ボルカは生まれつき羽が生えていませんでした。そのため兄弟からいじめられました。

おかあさんが毛糸のセーターをつくってくれたのでそれを来ていました。

寒くなると他のガチョウたちは、暖かい地方へ飛びさっていきました。
ボルカは出発しませんでした。飛ぶことができなかったからです。それに誰も気がつきませんでした。ボルカは泣きました。

ですが、ひょんなことからボルカは犬のファウラーと船長と知り合い、ロンドンへ航海しました。
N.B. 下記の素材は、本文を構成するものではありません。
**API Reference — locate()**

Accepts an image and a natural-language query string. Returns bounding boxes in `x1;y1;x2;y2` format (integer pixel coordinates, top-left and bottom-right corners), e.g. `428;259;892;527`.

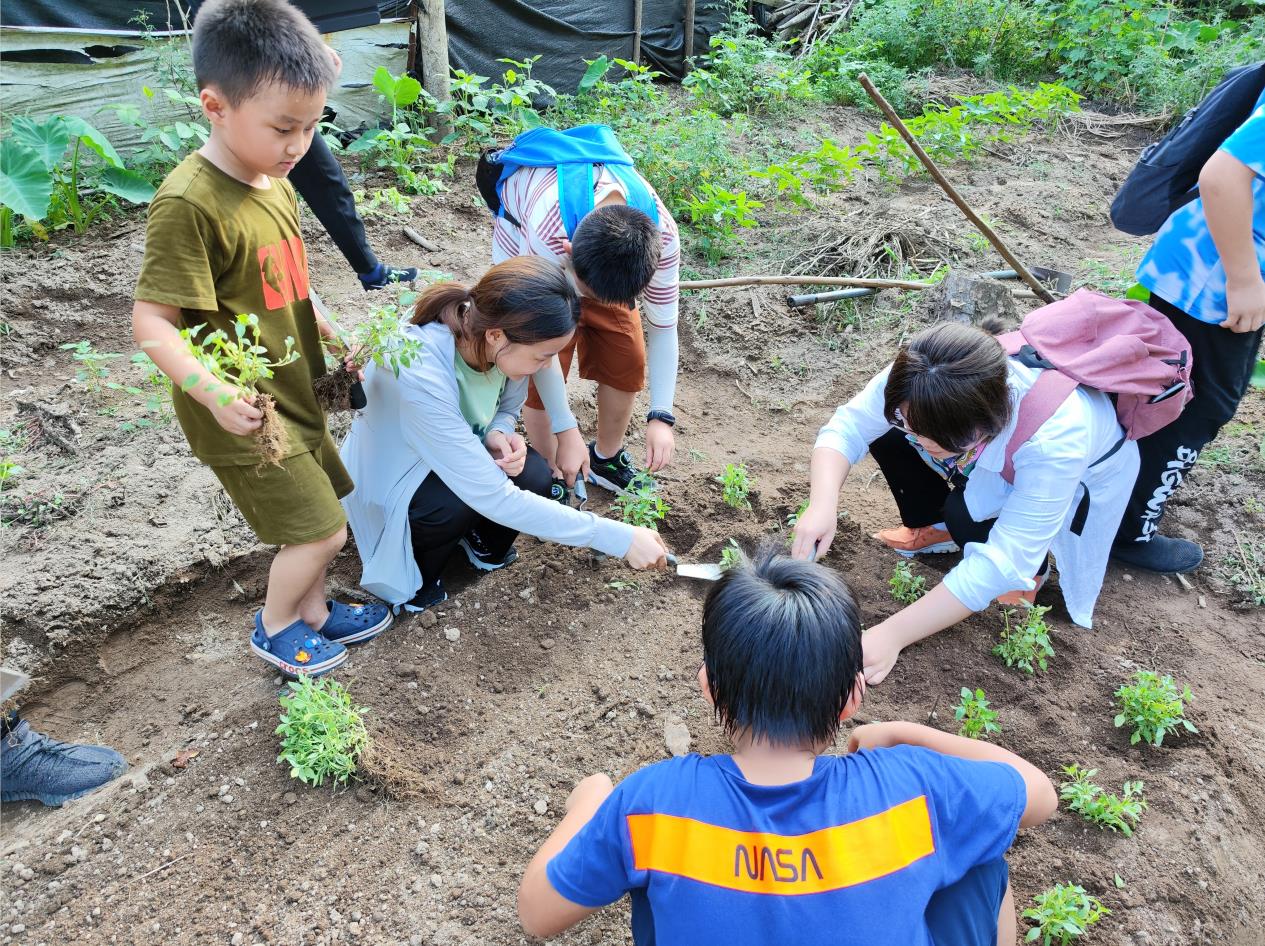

ボルカはその後、船長たちの役に立ち、友達になり、ロンドンに着くと、植物園の公園にはなしてもらい、そこのガチョウと友達になりました。

印象に残ったのは、船長の人間的な大きさです。ボルカはそれに救われたんです。
ガチョウたちは、違いを認めず、狭く臆病な心で、ボルカをいじめ、無視しました。
ボルカは、のんきなようで強かったと思います。

だから幸せがきたのです。
また、ボルカは誰かを恨むこともしませんでした。

もともとのんきなのかもしれませんけどね。
そんなボルカが兄弟からいじめられて、アシのしげみで泣いているのはつらかったな。

バーニンガムの太い輪郭線が、やさしいです。